In Vancouver 18.5 cents per litre goes to transit.

[–] girlfreddy@lemmy.ca 6 points 2 days ago

I wish that happened in Winnipeg. Problem is our NDP gov't is currently trying to clean up the deficit hell-hole the Cons left us with.

the environmental effects stop being externalities eventually.

[–] delirious_owl@discuss.online 4 points 1 day ago (1 children)

Wait, when did you guys get a carbon tax? And how?

[–] girlfreddy@lemmy.ca 8 points 1 day ago (1 children)

The first federal carbon tax was enacted in 2018, but a few provinces had started (and sometimes ended) their own versions as early as 2007.

The wikipedia page is pretty thorough. https://en.m.wikipedia.org/wiki/Carbon_pricing_in_Canada

[–] delirious_owl@discuss.online 9 points 1 day ago* (last edited 1 day ago) (1 children)

On December 11, 2008, ExxonMobil CEO Rex Tillerson said that a carbon tax is preferable to a cap-and-trade program which "inevitably introduces unnecessary cost and complexity". A carbon tax is "a more direct, more transparent and more effective approach". Tillerson added that he hoped that the revenues from a carbon tax would be used to lower other taxes so as to be revenue neutral.[13]

Wtf, how is this possible? If your carbon tax doesn't convince your biggest polluters to divest from fossil fuels, you're doing it wrong.
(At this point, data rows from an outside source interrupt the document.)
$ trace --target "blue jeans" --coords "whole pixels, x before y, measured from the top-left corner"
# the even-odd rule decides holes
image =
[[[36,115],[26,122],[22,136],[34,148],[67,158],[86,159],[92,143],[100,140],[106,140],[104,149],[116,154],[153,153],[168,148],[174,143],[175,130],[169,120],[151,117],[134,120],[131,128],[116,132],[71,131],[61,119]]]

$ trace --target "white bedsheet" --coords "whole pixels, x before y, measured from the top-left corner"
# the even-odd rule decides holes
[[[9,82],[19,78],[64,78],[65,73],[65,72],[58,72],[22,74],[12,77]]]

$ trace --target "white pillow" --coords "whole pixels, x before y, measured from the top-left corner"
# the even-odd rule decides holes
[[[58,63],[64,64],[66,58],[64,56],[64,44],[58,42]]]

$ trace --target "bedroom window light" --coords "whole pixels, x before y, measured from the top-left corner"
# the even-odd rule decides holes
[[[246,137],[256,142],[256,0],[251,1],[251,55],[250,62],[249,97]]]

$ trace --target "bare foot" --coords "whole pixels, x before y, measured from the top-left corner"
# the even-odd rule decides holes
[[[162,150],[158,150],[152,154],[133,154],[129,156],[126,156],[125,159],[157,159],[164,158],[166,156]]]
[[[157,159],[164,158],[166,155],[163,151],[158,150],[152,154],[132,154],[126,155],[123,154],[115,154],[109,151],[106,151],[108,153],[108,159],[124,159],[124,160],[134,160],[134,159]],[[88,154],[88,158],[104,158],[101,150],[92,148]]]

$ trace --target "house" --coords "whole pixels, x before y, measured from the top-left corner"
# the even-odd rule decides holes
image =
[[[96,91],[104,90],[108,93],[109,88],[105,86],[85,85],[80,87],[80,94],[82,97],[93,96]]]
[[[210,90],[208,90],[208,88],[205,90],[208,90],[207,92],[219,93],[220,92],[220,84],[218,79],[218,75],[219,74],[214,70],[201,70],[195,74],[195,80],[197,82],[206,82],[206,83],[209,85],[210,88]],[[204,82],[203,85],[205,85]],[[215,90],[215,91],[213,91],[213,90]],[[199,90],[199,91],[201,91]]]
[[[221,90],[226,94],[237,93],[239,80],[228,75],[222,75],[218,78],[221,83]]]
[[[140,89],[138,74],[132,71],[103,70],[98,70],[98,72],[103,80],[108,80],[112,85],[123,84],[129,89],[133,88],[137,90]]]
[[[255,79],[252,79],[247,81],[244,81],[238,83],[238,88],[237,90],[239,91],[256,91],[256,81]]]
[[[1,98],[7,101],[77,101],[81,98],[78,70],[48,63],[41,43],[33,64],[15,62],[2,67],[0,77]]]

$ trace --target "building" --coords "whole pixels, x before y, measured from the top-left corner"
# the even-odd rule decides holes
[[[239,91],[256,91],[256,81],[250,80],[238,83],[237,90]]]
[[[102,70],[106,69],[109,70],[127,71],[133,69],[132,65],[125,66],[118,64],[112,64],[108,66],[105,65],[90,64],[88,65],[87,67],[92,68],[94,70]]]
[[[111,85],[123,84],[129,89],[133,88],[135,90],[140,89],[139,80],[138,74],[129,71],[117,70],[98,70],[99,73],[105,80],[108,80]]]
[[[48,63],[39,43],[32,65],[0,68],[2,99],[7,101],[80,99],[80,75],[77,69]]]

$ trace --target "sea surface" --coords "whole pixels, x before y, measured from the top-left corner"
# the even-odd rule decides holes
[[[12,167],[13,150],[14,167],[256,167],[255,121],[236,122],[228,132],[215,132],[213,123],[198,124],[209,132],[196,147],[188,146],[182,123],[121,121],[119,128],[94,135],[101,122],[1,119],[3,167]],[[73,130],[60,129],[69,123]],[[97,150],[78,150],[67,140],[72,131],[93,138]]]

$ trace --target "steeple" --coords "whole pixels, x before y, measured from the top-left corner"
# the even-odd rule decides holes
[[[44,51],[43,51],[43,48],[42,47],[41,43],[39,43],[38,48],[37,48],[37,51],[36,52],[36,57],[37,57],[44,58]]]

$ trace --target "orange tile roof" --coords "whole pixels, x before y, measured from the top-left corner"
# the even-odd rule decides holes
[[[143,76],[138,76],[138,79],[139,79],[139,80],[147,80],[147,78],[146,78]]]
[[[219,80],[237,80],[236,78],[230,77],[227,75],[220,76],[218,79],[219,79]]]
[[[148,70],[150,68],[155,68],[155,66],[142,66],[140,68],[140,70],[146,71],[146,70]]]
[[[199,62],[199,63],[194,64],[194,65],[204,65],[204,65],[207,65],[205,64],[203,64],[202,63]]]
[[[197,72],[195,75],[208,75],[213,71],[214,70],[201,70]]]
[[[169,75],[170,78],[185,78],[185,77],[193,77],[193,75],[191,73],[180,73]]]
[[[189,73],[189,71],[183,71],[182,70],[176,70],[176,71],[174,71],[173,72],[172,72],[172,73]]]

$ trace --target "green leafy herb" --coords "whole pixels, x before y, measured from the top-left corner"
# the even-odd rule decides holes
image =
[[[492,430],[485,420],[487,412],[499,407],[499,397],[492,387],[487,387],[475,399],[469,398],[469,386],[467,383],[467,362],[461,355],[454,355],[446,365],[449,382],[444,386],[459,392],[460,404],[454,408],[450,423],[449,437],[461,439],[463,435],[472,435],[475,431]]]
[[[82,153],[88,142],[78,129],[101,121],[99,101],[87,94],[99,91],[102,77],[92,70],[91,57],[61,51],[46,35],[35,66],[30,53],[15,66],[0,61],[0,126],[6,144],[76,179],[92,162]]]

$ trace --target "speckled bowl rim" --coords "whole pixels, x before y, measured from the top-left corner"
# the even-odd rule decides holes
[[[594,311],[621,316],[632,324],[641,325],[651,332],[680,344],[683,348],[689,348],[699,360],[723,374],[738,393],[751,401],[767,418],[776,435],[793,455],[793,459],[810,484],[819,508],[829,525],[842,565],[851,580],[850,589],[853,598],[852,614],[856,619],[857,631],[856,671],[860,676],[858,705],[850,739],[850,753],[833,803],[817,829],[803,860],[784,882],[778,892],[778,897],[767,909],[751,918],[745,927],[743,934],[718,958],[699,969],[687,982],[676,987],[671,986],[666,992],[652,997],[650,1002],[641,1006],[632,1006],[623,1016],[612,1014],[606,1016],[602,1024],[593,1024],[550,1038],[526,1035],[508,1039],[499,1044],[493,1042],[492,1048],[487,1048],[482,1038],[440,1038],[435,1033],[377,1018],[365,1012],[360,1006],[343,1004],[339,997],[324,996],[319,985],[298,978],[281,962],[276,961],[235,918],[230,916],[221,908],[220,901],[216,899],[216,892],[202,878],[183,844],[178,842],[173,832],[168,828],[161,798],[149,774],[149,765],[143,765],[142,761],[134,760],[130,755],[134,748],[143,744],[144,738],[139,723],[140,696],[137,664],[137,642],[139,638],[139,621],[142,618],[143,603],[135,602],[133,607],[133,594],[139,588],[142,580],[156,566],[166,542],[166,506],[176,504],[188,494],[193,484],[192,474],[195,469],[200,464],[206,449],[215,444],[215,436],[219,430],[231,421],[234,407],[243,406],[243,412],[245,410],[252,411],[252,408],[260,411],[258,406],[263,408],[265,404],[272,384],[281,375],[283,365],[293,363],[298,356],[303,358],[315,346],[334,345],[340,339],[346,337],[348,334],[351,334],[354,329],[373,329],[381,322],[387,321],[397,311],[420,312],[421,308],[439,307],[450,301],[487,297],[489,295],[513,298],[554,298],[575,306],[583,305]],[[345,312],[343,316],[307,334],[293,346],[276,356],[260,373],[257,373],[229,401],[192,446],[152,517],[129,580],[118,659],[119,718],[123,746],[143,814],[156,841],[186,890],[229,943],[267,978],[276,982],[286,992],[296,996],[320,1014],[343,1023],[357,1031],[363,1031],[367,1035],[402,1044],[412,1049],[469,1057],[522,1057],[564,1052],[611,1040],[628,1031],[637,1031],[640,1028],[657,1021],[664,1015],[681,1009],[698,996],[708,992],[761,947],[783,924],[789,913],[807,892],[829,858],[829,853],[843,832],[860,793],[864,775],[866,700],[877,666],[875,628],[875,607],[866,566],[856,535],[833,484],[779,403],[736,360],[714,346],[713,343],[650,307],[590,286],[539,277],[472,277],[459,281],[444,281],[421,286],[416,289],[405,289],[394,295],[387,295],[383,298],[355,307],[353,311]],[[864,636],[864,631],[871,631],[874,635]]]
The whole point is that it is not revenue neutral

[–] lazylion_ca@lemmy.ca 9 points 1 day ago (2 children)

The biggest polluters just pass the cost onto their customers by raising prices.

[–] thanks_shakey_snake@lemmy.ca 2 points 1 day ago

And their customers (e.g. manufacturers, transportation providers) factor in both those price hikes and the carbon taxes that they themselves need to pay, and pass those costs on to their customers, and so forth until finally end consumers are paying for several rounds of carbon tax that's priced into more expensive goods and services.

In many cases, there's nowhere for market forces to displace the inefficiency, so things just get more expensive without changing supply chains much.

[–] delirious_owl@discuss.online 2 points 1 day ago* (last edited 1 day ago) (2 children)

That's fine. It encourages everyone to stop carbon

The point of the carbon tax is to stop carbon.

[–] lazylion_ca@lemmy.ca 4 points 1 day ago (1 children)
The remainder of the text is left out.